Our utilization review nurses’ CLS/physician advisor decision matrix uses a cutoff point of CLS ≥ 75 for inpatient consideration, which compares favorably with this study’s cutoff point of CLS ≥76, yielding the highest correct classification rate of 86%. Considering the nurses’ utilization decision matrix, which includes eight decision pathways using the CLS, only two pathways result in physician advisor referrals. Since implementing the AI utilization tool, there has been a reduction in physician advisor referrals from an average of 522 patients per month to an average of 107 patients per month.

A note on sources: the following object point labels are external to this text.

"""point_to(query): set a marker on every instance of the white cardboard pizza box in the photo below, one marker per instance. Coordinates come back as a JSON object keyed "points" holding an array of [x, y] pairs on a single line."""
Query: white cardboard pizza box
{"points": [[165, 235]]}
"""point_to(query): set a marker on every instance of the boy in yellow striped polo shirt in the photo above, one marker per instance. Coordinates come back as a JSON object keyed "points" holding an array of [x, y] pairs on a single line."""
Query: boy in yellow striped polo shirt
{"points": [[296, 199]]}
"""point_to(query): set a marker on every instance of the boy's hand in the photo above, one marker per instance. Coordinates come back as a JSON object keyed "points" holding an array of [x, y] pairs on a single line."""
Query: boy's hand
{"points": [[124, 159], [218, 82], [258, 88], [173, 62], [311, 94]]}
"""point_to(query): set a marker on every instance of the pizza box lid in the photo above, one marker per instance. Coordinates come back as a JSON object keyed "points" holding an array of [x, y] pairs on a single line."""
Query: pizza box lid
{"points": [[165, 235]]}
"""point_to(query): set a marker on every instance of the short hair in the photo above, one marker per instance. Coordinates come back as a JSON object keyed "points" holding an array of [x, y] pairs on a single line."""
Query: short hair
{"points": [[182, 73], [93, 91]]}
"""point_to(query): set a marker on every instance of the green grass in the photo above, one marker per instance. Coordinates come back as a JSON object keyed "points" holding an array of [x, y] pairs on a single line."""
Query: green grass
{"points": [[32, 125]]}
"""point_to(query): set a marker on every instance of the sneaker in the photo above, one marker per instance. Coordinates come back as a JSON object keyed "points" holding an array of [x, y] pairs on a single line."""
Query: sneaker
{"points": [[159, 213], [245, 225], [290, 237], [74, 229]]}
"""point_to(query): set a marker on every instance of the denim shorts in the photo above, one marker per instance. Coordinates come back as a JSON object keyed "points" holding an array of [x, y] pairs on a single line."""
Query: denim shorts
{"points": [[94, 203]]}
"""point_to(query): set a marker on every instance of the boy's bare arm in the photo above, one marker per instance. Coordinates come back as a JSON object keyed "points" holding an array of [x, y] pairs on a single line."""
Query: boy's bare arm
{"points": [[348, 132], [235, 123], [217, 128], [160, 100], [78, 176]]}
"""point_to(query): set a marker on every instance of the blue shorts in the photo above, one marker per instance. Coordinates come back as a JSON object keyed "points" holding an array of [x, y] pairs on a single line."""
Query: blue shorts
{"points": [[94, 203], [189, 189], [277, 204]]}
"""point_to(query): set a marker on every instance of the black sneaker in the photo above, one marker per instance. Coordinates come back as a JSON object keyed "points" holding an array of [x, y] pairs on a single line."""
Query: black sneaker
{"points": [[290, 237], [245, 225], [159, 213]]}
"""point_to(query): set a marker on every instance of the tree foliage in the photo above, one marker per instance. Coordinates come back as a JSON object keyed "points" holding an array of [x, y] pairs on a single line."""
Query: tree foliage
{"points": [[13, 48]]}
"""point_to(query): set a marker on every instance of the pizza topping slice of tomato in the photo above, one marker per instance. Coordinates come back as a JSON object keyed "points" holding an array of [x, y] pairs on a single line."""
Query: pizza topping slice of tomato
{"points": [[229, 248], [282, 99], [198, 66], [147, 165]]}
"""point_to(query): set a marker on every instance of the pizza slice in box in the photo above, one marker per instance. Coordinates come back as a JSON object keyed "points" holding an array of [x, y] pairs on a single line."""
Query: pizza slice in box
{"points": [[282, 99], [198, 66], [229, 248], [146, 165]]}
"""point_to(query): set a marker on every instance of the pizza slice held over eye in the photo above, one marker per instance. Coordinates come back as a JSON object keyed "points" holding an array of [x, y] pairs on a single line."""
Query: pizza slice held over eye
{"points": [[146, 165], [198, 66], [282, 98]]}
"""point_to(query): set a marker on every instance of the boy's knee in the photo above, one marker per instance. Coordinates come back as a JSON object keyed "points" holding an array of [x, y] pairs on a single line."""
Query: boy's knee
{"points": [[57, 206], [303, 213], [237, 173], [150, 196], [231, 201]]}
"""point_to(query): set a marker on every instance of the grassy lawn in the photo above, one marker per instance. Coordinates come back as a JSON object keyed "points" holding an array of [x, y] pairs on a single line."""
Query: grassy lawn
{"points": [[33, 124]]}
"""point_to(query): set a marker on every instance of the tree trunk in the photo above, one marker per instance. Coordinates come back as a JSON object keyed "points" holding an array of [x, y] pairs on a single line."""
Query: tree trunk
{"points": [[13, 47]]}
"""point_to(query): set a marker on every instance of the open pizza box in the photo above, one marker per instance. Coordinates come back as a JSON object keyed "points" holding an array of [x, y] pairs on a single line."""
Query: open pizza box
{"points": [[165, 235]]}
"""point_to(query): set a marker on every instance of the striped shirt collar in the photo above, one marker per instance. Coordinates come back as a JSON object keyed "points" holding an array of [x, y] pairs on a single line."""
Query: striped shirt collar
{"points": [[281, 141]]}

This study was limited to a single tertiary medical center. A significant difference in the incidence of hospital inpatients at discharge, other than the reported 74%, could change these results. Likelihood ratios (LRs) are independent of prevalence and can be calculated from the sensitivity and specificity data in Table 2. The highest positive LR is 26 for a CLS of 110.10 This study supports the validity of real-time automated AI determination for accurately predicting the outcome of appropriate inpatient orders for care aligned with final inpatient discharge. Generalizing these results, we cautiously assert that real-time AI has the potential to improve the accuracy and timeliness of utilization reviews by reducing waste related to manpower expenditure for hospital/payer faxes, emails, and phone calls. Using real-time AI would benefit patients, hospitals, and payers by reducing errors that require disputes and rework, thus lowering costs for both hospitals and payers while increasing appropriate accountability for payment for hospital care.
Disclosure statement/Funding
The authors report no funding or conflicts of interest.